Conference paper

Dataset Definition in AI for Chemistry: Insights from Data Science Practitioners in Battery and PFAS Research

Abstract

Understanding how chemistry experts engage with data science workflows is essential for advancing AI-driven research in materials science and environmental chemistry. This research, conducted at IBM Research, explores how chemists, computational scientists, and data scientists define datasets for fine-tuning foundation models—large-scale machine learning models increasingly used in chemical discovery and analysis. The research focuses on two critical domains: battery and PFAS (Per- and Polyfluoroalkyl Substances) materials.

We conducted two user studies involving four participants with chemistry and data science expertise: a chemist and material scientist (P2), two computational chemists (P3 & P4), and a domain-agnostic data scientist (P1) who collaborated closely with the others. Study A used open-ended interviews to explore workflows and challenges, while Study B employed structured interviews to map the dataset definition process for downstream tasks, such as molecular screening and predictive modeling.

The studies revealed varied approaches to dataset creation and use. P2 integrates experimental data with computational workflows, often generating custom datasets in the lab. P3 and P4 focus on simulation data and lightweight analytics, while P1 contributes model-centric strategies using literature-based datasets. These datasets are either publicly available or derived from public sources, utilizing domain expertise.

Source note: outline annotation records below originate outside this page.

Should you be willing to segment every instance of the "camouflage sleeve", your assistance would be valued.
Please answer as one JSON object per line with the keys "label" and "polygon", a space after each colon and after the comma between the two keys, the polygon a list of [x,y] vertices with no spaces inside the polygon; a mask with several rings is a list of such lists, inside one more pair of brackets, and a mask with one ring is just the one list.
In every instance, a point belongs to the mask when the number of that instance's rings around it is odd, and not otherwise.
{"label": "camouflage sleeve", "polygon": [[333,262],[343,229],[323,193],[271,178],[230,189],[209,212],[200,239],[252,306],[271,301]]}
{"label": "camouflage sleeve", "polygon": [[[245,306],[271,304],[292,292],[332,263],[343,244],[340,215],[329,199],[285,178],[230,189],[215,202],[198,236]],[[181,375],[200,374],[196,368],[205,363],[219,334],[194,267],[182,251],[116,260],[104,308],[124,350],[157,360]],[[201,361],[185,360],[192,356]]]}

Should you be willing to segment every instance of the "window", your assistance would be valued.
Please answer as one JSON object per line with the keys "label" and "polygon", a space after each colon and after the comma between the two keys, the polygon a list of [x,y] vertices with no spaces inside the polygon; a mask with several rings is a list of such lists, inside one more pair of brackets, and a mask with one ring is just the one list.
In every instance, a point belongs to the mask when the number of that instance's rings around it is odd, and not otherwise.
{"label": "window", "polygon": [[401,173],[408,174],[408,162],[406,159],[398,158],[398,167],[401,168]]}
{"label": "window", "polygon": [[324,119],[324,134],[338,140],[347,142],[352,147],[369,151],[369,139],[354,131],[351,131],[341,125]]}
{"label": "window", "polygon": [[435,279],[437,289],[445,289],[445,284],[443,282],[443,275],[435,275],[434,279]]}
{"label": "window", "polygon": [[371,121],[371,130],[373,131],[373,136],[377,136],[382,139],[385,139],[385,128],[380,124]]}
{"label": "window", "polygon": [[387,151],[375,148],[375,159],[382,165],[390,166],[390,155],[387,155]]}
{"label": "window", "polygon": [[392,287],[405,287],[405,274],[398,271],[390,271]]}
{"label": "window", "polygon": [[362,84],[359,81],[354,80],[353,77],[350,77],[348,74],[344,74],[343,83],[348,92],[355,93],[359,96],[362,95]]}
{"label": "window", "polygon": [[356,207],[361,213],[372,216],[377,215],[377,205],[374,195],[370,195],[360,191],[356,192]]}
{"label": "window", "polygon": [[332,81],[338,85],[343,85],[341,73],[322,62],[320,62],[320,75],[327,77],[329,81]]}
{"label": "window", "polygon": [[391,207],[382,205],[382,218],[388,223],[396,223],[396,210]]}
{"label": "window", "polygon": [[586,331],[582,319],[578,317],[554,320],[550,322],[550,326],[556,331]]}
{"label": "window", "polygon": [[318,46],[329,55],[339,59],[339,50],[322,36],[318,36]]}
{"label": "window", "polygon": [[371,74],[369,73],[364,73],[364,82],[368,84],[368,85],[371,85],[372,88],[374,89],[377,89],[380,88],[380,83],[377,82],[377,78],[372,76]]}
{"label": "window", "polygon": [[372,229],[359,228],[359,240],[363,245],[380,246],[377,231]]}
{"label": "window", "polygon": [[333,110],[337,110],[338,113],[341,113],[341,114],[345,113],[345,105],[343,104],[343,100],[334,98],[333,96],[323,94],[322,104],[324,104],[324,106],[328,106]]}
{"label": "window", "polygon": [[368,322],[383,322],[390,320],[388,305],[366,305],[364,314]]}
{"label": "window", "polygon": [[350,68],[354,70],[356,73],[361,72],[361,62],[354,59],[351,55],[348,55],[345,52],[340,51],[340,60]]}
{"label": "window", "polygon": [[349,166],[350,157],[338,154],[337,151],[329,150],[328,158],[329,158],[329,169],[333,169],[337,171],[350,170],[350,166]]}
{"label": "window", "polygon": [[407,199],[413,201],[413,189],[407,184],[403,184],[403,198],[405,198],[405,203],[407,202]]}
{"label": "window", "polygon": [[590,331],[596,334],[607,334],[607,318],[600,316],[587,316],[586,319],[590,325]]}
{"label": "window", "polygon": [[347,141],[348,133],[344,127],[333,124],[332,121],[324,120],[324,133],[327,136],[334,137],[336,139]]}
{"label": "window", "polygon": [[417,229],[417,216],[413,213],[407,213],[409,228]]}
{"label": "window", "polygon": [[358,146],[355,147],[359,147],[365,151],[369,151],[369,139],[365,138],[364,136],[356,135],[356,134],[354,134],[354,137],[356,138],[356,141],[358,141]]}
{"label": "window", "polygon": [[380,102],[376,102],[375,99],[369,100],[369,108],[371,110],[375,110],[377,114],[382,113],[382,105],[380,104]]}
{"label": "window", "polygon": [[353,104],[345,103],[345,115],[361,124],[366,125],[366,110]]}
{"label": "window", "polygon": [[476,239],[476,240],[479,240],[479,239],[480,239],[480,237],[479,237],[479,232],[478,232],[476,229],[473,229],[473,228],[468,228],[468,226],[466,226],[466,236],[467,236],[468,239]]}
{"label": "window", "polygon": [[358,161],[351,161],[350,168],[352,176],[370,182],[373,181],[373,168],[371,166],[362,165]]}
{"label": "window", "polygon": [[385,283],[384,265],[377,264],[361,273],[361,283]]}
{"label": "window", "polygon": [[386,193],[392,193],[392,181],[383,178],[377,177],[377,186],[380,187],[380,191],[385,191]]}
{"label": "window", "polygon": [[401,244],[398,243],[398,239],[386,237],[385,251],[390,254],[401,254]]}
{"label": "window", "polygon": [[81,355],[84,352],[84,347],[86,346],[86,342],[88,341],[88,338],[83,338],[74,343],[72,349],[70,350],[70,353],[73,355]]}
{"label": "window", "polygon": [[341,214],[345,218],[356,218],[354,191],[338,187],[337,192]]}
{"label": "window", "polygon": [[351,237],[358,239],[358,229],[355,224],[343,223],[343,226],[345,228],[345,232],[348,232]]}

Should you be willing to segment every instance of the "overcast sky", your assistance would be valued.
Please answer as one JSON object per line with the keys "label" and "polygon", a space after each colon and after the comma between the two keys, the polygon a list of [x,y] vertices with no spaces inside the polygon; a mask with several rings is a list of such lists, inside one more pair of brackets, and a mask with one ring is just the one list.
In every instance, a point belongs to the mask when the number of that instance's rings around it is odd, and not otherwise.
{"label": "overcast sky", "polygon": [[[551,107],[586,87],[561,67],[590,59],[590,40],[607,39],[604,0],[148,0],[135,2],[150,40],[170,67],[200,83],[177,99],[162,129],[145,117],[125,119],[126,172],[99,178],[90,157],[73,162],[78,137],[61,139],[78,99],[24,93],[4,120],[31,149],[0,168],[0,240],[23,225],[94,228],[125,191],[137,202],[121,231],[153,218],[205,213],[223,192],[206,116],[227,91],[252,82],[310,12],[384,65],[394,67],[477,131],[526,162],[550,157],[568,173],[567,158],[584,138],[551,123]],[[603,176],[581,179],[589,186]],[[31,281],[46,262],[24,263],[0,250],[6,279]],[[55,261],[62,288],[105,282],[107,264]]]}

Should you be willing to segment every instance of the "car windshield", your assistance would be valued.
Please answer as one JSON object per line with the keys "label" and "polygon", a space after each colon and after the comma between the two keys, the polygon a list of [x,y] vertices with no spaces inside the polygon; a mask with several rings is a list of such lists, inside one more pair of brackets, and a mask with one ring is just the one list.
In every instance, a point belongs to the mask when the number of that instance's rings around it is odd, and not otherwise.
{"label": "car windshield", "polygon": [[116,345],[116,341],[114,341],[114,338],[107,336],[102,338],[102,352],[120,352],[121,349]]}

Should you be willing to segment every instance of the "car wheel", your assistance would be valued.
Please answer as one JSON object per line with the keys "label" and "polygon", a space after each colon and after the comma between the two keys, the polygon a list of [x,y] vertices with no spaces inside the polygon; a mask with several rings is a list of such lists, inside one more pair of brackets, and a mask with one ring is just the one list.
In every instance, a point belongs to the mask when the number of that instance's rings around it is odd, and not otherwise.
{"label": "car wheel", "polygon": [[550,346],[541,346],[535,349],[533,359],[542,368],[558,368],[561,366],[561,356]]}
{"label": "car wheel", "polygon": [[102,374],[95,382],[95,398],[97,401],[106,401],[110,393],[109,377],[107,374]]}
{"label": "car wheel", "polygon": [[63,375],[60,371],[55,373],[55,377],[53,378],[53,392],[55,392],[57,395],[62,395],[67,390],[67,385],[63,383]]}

Study B identified four key stages in dataset definition: (1) identifying candidate datasets, (2) verifying scientific rigor, (3) validating with domain experts, and (4) creating new datasets when needed. These stages are iterative and require careful tracking of data provenance, transformations, and the decisions made.

Key insights include the importance of dataset traceability, the role of domain expertise in validation, and the challenges of managing hybrid workflows across local and cloud environments. The proposed Discovery Workbench workflow supports researchers by capturing metadata and rationale throughout the dataset lifecycle—even when datasets are discarded or redefined.

This work highlights the central role of dataset definition in AI for chemistry, offering actionable insights for developing tools that promote reproducibility, traceability, collaboration, and scientific rigor in data-driven chemical research.